Uluru – Ayers Rock
Uluru, otherwise known as Ayers Rock, is an enormous monolithic rock that rises majestically from the plain around it. It is part of the Uluru-Kata Tjuta National Park, which also includes the Olgas, a fantastic group of 36 huge red rocks that stand about half an hour’s drive away. Uluru is formed from almost vertical layers of extremely hard sandstone, the surface layer of which has become red as the result of oxidation. On the north-west and south-east sides, erosion has cut into the rock forming channels down which water pours after storms, forming spectacular but short-lived waterfalls.
Uluru and Kata-Tjuta belong to the Anangu Aboriginal people, who manage it in tandem with Parks Australia.
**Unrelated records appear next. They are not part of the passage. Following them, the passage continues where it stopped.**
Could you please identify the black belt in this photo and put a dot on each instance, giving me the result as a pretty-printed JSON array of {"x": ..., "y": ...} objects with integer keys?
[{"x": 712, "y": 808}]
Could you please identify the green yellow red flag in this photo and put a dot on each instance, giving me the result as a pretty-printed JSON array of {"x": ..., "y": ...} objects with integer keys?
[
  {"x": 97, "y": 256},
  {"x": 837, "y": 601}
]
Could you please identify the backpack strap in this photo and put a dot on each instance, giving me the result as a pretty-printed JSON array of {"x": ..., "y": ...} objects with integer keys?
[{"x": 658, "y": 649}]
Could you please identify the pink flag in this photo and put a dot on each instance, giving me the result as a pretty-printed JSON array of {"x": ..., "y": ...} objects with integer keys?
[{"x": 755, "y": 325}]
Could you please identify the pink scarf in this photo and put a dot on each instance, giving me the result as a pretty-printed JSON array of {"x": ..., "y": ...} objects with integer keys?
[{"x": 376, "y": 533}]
It is deeply significant to the Anangu, firstly as a constant source of water and food in this inhospitable desert region, and secondly as a landmark along the Songlines of Anangu culture and mythology.
Most people who visit Uluru try to climb up to the summit, although the Anangu would prefer it if they did not. Every year someone dies making the attempt, and many others have to be rescued. The plateau at the summit affords vast views, and is interesting to explore, but it is a tough climb, and is often windy, sometimes so much so that the climb has to be closed for safety reasons. The 9-km (6 mi) walk around the rock is probably a better option and affords you a good look at various Anangu sites.
What it is: A huge rock, steeped in Aboriginal belief, that seems to rise from the plains.
Why is it important: It is an iconic symbol of Australia.
What is there to see: Kata Tjuta, sunset and sunrise at Uluru, helicopter tours around the rock, King’s Canyon.
You should know: There is an entrance fee.
How do I get there: Travel by air to Alice Springs then by road to Uluru.